Prelude
I'm working on a side project around my paid client work and weekly Soulection Tracklists publications called TracksPlayed (a spin-off from Soulection Tracklists).
With this new project, I'm exploring new technologies and processes to improve features I wish I had in Soulection Tracklists.
Here is an insight into a process that I think will allow the community to suggest changes to data (I'm also open to suggestions in the comment section if you have other solutions).
For this; will assume you're using Firebase FireStore (a real-time NoSQL database by Google), but can easily be adapted to work with MongoDB and PostgreSQL projects.
Suggestions Collection
Let's start off with a database collection called suggestions
here we will have a structure like the following.
{
"path": "string",
"key": "string",
"value": "string",
"createdAt": "datetime",
"approvedAt": "datetime",
"committedAt": "datetime"
}
Let's take a moment to explain each part of this schema.
property | type | description |
---|---|---|
path |
String |
A reference to the document we want to change for example, product/1 , the path will contain the collection and document ID so we can find it later. |
key |
String |
The value within the document, we will want to change the given value. Let's say a someone wants to suggest a name change to product/1 the key would be name which leads us to; |
value |
String |
The content that is suggested to be changed to. |
createdAt |
String |
Optional, but useful to know when the suggestion was created. |
approvedAt |
DateTime |
A date and time when the suggestion is approved. We'll explain this a bit later. |
committedAt |
DateTime |
Once the change has been applied we'll mark this with the time the action was applied and finished. Useful to know the change has been firmly committed, or allow us to re-run the job safely. |
Suggestions Moderation
Depending on your use case you can have a site admin moderation view or a per account moderation view which would be scoped to only the suggestions of the path
match any of the documents the account has access to.

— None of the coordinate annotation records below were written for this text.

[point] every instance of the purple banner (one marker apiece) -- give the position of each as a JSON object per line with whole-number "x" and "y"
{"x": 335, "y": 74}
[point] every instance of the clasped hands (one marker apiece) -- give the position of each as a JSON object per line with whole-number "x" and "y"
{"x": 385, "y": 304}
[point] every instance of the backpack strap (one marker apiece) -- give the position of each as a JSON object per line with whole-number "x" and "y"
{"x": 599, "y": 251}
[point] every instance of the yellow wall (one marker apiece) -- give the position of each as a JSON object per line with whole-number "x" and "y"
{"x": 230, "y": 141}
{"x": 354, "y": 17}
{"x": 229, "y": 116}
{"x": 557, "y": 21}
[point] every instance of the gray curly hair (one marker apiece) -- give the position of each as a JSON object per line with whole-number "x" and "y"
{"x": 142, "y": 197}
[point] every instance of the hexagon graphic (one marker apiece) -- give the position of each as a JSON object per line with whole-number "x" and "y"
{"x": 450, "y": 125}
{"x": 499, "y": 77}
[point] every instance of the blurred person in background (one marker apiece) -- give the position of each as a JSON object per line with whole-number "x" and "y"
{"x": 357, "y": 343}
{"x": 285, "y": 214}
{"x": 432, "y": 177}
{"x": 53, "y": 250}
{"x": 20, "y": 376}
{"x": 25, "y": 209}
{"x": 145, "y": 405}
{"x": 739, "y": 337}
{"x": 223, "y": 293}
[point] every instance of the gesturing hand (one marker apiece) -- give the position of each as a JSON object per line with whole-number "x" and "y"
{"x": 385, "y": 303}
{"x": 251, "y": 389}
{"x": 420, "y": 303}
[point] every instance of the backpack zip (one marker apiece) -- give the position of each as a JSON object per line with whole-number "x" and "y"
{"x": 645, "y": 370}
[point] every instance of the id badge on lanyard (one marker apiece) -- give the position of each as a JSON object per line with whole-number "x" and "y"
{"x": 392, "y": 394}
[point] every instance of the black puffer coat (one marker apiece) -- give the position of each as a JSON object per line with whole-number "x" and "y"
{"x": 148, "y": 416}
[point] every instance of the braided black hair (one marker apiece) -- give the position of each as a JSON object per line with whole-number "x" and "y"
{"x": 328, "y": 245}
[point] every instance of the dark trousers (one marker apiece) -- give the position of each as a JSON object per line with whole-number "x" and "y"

I'm not going to cover the per account moderation view in order to keep this writing short. Feel free to explore this yourself.
We'll assume a simple administration view where we will fetch all documents in the suggestions
collection that has a null
in the approvedAt
column.
Approving the suggestion will set the approvedAt
value to the current date new Date()
.
Handling Suggestions
On Firebase we can set a Firebase Function to listen for changes in FireStore when we update a document. In MongoDB or PostgreSQL you can add triggers, and execute a Cloud Function/Lambda.
We'll aim to do to the following in the Cloud Function;
- Set the value of the suggested
path
key
to thevalue
given. - Set the
committedAt
to the current time. - Ensure we do not handle the approval multiple times
Start with a simple function to listen to the suggestions
documents.
exports.onSuggestionApproved = functions.firestore.document('suggestions/{documentId}')
.onUpdate((snap, context) => {
// ... do something when the document is updated
})
})
setting the value of the suggestion
We'll use the path
to get the document reference and can set the key
and value
.
let ref = db.doc(data.path)
ref.set({
[data.key]: data.value,
}, { merge: true })
Finishing the function
The ref.set
returns a Promise
, and we will have two promises to wait for. We need to add them to an array and wait for them all to resolve before completing the function.
Change each instance of ref.set
to push to a promises
array
let promises = []
promises.push(
ref.set(/* ... */)
)
Return once all the promises are successfully resolved.
return Promise.all(promises)
Putting it all together
exports.onSuggestionApproved = functions.firestore.document('suggestions/{documentId}')
.onUpdate((snap, context) => {
const before = snap.before.data()
const data = snap.after.data()
let promises = []
/**
* @todo add approvedBy to ensure the changing document can be modified by a member of the account
*/
if (!before.approvedAt && data.approvedAt) {
let ref = db.doc(data.path)
promises.push(
ref.set({
[data.key]: data.value,
}, { merge: true })
)
promises.push(
snap.after.ref.set({
committedAt: new Date()
}, { merge: true })
)
}
return Promise.all(promises)
})
Now we have a simple Cloud Function that listens for changes in a Firestore document and will trigger changes in a corresponding document once the approvedAt
is defined.
Notable Concerns
In the final code, you can see a @todo
. The power of this function allows any changes to any document. To avoid people setting themselves as administrators or committing changes to documents they have not authorisation on, we need to add a permission check.
This is a conditional check that would have to be made before the document is changed.
Conclusion
Allowing your community to make changes to database documents allows a whole wealth of crowd-sourced information.
This example allows the functionality without having to enable or replicate the code for each place we want to implement the feature on.
Having a suggestions column allows changes to be staged and moderated before they are committed. Also retains a history of the submitted changes for auditing should that be of interest to you.